Kohlendioxidvergiftung

Die Kohlendioxidvergiftung entsteht, wenn sich in geschlossenen Räumen wie Gärkellern, Silos, Brunnenschächten oder Höhlen so viel Kohlendioxid ansammelt, dass es den vorhandenen Sauerstoff verdrängt.

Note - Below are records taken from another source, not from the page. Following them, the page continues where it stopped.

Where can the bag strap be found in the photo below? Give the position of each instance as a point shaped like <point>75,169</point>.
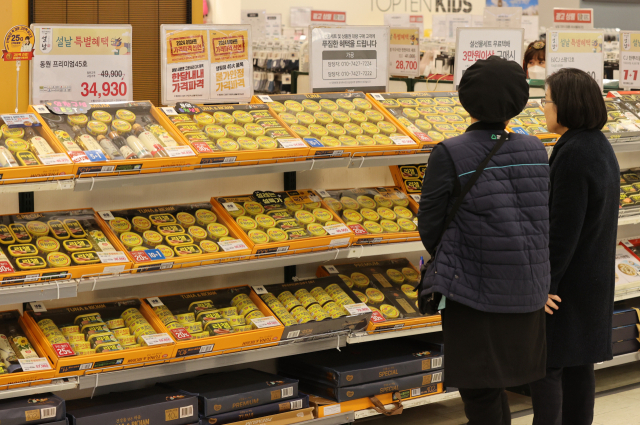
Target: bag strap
<point>472,180</point>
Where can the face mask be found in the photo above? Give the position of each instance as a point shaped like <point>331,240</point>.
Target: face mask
<point>536,72</point>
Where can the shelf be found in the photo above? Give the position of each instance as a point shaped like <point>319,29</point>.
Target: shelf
<point>364,337</point>
<point>206,363</point>
<point>619,360</point>
<point>60,384</point>
<point>408,404</point>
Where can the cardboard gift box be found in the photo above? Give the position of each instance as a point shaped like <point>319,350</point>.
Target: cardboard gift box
<point>36,409</point>
<point>55,245</point>
<point>65,333</point>
<point>136,139</point>
<point>278,223</point>
<point>324,314</point>
<point>175,236</point>
<point>155,405</point>
<point>228,135</point>
<point>388,288</point>
<point>251,325</point>
<point>29,153</point>
<point>363,363</point>
<point>340,124</point>
<point>230,391</point>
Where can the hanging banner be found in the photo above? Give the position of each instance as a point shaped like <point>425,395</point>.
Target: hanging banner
<point>630,59</point>
<point>349,58</point>
<point>206,63</point>
<point>404,52</point>
<point>576,49</point>
<point>473,44</point>
<point>81,63</point>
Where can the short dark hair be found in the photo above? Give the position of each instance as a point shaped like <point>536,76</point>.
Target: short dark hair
<point>578,99</point>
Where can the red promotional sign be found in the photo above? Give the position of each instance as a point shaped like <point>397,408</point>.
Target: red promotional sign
<point>324,16</point>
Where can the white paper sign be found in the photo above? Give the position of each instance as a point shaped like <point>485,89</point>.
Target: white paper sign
<point>34,365</point>
<point>404,52</point>
<point>581,49</point>
<point>473,44</point>
<point>349,58</point>
<point>630,59</point>
<point>81,62</point>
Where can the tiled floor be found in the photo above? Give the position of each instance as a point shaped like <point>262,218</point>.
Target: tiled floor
<point>617,403</point>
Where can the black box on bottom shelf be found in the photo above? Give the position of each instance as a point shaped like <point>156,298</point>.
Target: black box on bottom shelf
<point>301,402</point>
<point>150,406</point>
<point>228,391</point>
<point>342,394</point>
<point>362,363</point>
<point>37,409</point>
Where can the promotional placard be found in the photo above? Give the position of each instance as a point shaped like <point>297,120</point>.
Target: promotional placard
<point>473,44</point>
<point>629,59</point>
<point>349,58</point>
<point>81,63</point>
<point>404,52</point>
<point>572,18</point>
<point>580,49</point>
<point>206,63</point>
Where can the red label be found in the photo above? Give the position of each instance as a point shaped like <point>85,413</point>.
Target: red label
<point>358,229</point>
<point>140,256</point>
<point>181,334</point>
<point>202,147</point>
<point>63,350</point>
<point>79,156</point>
<point>6,267</point>
<point>376,317</point>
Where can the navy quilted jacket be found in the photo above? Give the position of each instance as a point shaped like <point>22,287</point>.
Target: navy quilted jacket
<point>494,256</point>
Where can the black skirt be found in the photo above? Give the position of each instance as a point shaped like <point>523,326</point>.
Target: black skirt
<point>492,350</point>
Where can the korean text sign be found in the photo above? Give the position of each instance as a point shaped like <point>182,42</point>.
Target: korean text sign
<point>206,63</point>
<point>473,44</point>
<point>581,49</point>
<point>80,62</point>
<point>630,59</point>
<point>354,58</point>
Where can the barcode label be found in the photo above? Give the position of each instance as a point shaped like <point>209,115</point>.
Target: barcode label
<point>186,412</point>
<point>49,412</point>
<point>293,334</point>
<point>206,349</point>
<point>287,392</point>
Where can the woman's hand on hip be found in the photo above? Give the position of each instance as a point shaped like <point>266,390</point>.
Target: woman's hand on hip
<point>551,304</point>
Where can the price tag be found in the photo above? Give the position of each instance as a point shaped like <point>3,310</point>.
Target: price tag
<point>402,140</point>
<point>260,290</point>
<point>179,151</point>
<point>157,339</point>
<point>292,143</point>
<point>106,215</point>
<point>233,245</point>
<point>337,229</point>
<point>154,302</point>
<point>230,206</point>
<point>112,257</point>
<point>360,308</point>
<point>38,307</point>
<point>265,322</point>
<point>34,365</point>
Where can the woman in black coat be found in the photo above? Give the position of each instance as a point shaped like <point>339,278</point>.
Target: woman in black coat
<point>583,208</point>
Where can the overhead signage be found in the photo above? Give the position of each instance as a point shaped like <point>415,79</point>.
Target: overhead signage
<point>349,58</point>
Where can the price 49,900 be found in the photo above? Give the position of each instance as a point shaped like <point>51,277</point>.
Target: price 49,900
<point>108,89</point>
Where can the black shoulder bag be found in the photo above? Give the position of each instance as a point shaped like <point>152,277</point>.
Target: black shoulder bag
<point>429,305</point>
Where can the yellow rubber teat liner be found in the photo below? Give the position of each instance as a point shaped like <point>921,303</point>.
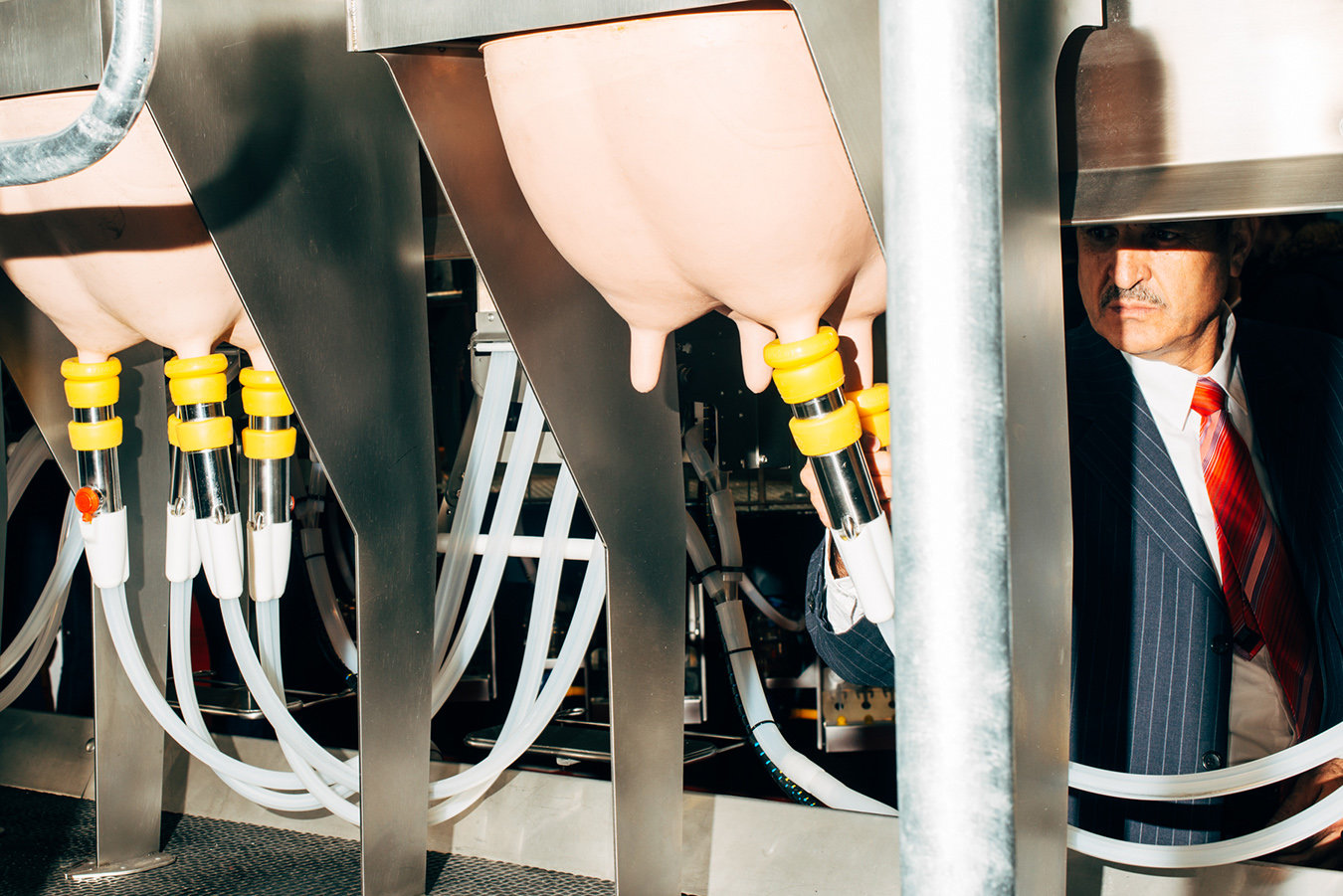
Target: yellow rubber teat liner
<point>269,445</point>
<point>829,433</point>
<point>873,410</point>
<point>264,394</point>
<point>198,380</point>
<point>808,368</point>
<point>92,385</point>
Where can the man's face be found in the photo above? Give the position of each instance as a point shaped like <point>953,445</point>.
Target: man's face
<point>1157,289</point>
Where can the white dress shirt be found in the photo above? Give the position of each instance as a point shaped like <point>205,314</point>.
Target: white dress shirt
<point>1259,723</point>
<point>1258,720</point>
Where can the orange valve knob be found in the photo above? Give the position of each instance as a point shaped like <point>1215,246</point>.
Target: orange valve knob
<point>88,502</point>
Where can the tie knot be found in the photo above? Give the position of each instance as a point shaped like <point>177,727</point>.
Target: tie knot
<point>1209,397</point>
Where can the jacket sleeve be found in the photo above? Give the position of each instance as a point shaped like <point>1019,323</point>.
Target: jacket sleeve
<point>859,655</point>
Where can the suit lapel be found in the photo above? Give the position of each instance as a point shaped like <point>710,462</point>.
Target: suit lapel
<point>1116,440</point>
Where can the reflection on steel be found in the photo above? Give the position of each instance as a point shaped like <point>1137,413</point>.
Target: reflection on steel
<point>53,45</point>
<point>979,424</point>
<point>4,497</point>
<point>318,225</point>
<point>948,421</point>
<point>1206,109</point>
<point>129,757</point>
<point>624,448</point>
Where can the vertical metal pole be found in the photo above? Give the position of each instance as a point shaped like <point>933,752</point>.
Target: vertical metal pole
<point>944,329</point>
<point>129,745</point>
<point>4,497</point>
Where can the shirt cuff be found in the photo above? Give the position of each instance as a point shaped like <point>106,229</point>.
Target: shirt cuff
<point>843,608</point>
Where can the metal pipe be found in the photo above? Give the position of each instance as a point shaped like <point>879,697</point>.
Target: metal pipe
<point>944,332</point>
<point>114,107</point>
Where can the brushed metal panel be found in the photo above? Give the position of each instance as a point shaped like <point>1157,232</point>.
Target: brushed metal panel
<point>49,45</point>
<point>843,37</point>
<point>1212,190</point>
<point>1208,106</point>
<point>1032,35</point>
<point>306,173</point>
<point>624,448</point>
<point>382,24</point>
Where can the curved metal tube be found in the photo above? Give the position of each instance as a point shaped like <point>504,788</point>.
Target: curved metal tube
<point>114,107</point>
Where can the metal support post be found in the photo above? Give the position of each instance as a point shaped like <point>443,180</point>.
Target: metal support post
<point>948,422</point>
<point>979,422</point>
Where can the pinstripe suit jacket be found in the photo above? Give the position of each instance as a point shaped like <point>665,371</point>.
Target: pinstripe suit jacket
<point>1151,634</point>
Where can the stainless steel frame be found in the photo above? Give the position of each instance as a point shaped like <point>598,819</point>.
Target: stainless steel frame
<point>1202,110</point>
<point>306,175</point>
<point>442,85</point>
<point>129,745</point>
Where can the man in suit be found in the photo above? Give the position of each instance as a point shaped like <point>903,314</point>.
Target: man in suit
<point>1208,529</point>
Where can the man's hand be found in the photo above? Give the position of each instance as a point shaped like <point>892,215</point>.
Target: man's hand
<point>1326,848</point>
<point>878,461</point>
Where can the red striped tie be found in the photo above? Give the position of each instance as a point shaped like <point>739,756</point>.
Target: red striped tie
<point>1261,593</point>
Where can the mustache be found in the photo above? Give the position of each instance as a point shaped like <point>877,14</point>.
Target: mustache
<point>1139,293</point>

Da Kohlendioxid geruchlos ist, wird die Gefahr häufig nicht rechtzeitig bemerkt, was zu einer plötzlichen, lebensbedrohlichen Erstickung führen kann.

Ursachen

Kohlendioxid entsteht unter anderem bei der Gärung von Wein, Bier oder Silage sowie in bestimmten geologischen Formationen und sammelt sich in schlecht belüfteten, tiefliegenden Räumen an, da es schwerer als Luft ist. Besonders gefährlich sind Gärkeller, Jauchegruben, Silos und Brunnenschächte.

Symptome

Bei mäßig erhöhter Konzentration treten Kopfschmerzen, beschleunigte Atmung und Schwindel auf. Bei stark erhöhter Konzentration kann es innerhalb kürzester Zeit zu Bewusstlosigkeit und Atemstillstand kommen, ohne dass vorher deutliche Warnzeichen wahrgenommen werden, da das Gas geruchlos ist.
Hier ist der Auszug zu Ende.